Not much is known about Assan's family. He married a Romani woman and had three daughters. Assan named them according to where he was when they were born. Thus, the first was called Athenaida after Athens, Consuella after Spain and Pacifica after the Pacific Ocean.

In 1904, Assan built a 41 m high grain silo, which became the tallest building in Bucharest at the time. He also built the first edible corn oil factory in the country. Between 1906 and 1914, he built a neoclassical house in Bucharest known as the Assan House. He died on 16 June 1918 in Montreux.

==Expeditions==
Assan, stimulated by his knowledge of economics, commerce and industry, was greatly interested in discovering the world. Therefore, in the summer of 1896, he embarked on the Norwegian ship Erling Jarl and, along with other scientists of various nationalities, traveled to the Arctic. Assan and the scientists studied the geological structure and natural resources of the archipelago of Svalbard. Thus, he became the first Romanian to travel to the Arctic.

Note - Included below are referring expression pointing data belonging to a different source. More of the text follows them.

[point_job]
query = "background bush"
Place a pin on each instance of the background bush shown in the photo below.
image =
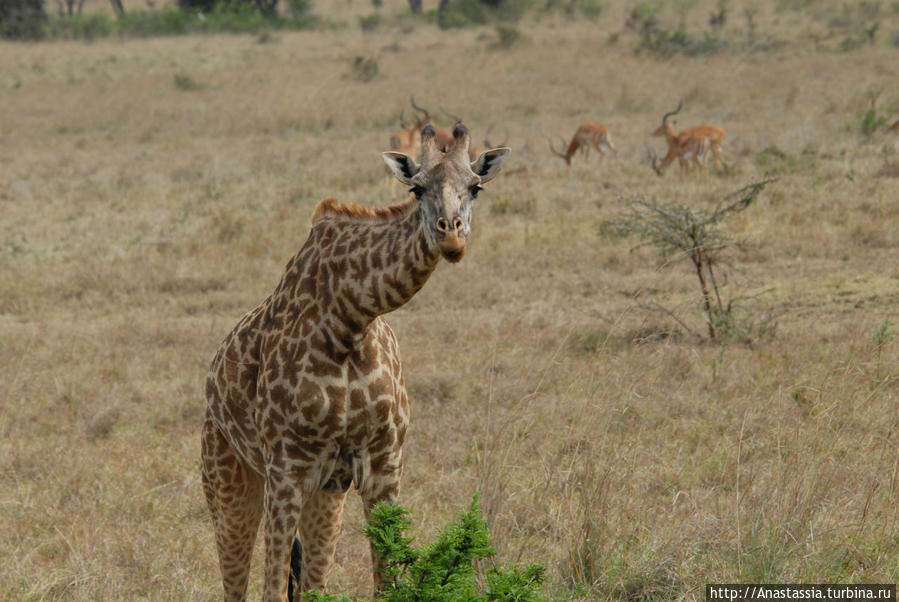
(22, 19)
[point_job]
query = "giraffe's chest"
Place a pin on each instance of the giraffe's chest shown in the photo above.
(322, 420)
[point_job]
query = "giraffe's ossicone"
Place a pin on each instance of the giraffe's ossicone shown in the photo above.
(306, 396)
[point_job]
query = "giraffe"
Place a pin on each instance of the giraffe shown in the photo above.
(305, 397)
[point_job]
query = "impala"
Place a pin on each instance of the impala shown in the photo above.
(589, 134)
(688, 145)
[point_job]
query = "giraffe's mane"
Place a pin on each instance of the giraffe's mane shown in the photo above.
(331, 207)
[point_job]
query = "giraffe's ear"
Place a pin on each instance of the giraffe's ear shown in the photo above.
(401, 165)
(489, 163)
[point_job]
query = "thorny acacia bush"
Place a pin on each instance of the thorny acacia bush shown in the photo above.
(694, 233)
(447, 569)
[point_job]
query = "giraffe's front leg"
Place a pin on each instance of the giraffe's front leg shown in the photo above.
(319, 530)
(283, 503)
(383, 485)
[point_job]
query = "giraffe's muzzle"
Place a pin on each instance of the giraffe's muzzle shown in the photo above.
(452, 243)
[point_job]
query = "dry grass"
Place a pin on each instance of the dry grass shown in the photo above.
(141, 217)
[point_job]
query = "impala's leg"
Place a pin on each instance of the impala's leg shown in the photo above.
(283, 501)
(716, 150)
(319, 529)
(234, 496)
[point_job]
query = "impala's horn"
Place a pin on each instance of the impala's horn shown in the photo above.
(418, 108)
(455, 118)
(665, 117)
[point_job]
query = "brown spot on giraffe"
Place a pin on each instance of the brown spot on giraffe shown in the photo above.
(305, 396)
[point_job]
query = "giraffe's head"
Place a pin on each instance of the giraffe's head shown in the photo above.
(446, 184)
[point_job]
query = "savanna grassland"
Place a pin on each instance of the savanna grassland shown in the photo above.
(152, 191)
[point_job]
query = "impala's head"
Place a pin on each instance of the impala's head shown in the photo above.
(667, 127)
(446, 185)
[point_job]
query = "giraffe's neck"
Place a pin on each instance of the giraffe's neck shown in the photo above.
(355, 268)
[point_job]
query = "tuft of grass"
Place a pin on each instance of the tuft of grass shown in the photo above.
(186, 83)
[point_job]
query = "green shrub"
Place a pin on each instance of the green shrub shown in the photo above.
(446, 569)
(167, 21)
(22, 19)
(80, 27)
(468, 13)
(591, 9)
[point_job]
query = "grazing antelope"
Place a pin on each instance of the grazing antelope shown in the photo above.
(690, 144)
(687, 149)
(305, 396)
(407, 138)
(590, 134)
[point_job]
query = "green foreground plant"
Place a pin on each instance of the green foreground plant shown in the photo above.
(449, 569)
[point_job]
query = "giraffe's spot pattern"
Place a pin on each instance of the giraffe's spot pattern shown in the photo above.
(305, 397)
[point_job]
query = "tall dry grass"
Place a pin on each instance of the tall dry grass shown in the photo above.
(142, 216)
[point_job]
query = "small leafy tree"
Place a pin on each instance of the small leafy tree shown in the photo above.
(22, 19)
(692, 233)
(446, 570)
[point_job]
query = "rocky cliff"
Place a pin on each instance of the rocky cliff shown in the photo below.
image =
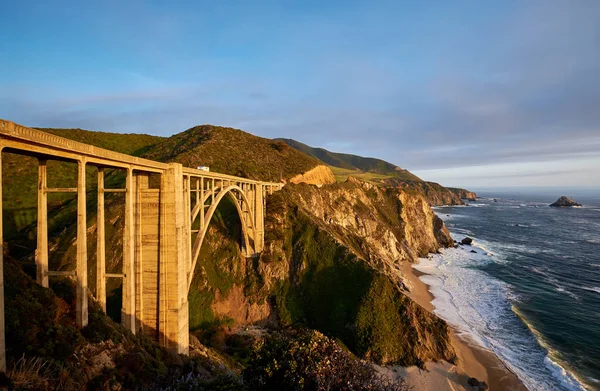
(463, 194)
(332, 262)
(434, 193)
(319, 175)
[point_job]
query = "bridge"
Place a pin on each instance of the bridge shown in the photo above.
(168, 209)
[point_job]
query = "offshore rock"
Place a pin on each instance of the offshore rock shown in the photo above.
(565, 202)
(463, 194)
(467, 241)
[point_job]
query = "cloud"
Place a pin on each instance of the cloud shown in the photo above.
(519, 85)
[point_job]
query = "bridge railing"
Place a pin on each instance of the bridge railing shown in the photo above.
(175, 182)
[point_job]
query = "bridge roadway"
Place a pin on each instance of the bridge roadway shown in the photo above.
(168, 208)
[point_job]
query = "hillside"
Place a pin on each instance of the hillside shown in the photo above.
(378, 171)
(235, 152)
(352, 164)
(333, 255)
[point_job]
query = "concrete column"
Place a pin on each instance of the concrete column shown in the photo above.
(202, 208)
(100, 244)
(259, 222)
(174, 315)
(41, 254)
(128, 307)
(141, 183)
(187, 220)
(2, 330)
(81, 309)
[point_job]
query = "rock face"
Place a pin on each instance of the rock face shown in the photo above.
(463, 194)
(434, 193)
(383, 226)
(319, 175)
(565, 201)
(333, 262)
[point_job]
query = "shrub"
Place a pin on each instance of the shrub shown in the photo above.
(307, 360)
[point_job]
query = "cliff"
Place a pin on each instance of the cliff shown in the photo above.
(434, 193)
(332, 261)
(463, 194)
(333, 258)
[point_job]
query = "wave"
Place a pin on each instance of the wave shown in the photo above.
(480, 306)
(592, 288)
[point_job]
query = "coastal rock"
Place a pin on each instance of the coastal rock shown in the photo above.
(477, 385)
(564, 202)
(463, 194)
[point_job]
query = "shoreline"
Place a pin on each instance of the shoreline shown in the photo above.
(473, 359)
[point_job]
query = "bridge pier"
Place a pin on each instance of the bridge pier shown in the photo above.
(174, 314)
(158, 254)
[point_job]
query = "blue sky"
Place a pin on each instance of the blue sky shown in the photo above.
(466, 93)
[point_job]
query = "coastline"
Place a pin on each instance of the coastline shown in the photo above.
(473, 359)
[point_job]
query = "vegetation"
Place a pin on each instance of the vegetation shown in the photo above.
(307, 277)
(331, 290)
(352, 164)
(233, 152)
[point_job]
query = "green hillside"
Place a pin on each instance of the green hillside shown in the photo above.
(353, 165)
(232, 151)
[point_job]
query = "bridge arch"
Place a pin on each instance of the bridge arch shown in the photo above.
(246, 218)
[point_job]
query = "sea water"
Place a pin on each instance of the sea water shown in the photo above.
(531, 290)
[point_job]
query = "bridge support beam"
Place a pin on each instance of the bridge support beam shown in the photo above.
(100, 244)
(81, 306)
(2, 341)
(174, 314)
(41, 254)
(259, 221)
(128, 307)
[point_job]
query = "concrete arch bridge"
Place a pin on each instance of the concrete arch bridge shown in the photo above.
(168, 208)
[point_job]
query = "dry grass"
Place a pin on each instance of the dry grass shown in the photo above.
(341, 174)
(30, 372)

Afterwards, between 1897 and 1898, departing from Constanța, he passed through Constantinople, Alexandria, Ceylon, Singapore, Hong Kong, Shanghai, Nagasaki, Tokyo, Yokohama, San Francisco, New York and London, establishing several trade agreements and becoming the first Romanian to travel around the world. His expeditions were published in the Royal Society of Geography of Romania, of which he was a member. After returning, he presented his conference Călătorie în regiunile polare nordice ("Journey in the northern Polar regions") to King Carol I and Prince Ferdinand I, and days later to the Queen Elisabeth of Wied. In 1899, he presented to the public Călătoria împrejurul Pământului ("Journey around the Earth"), his second conference. Between December 1897 and the middle of 1898, Assan made another trip, this time with more economic and cultural intentions.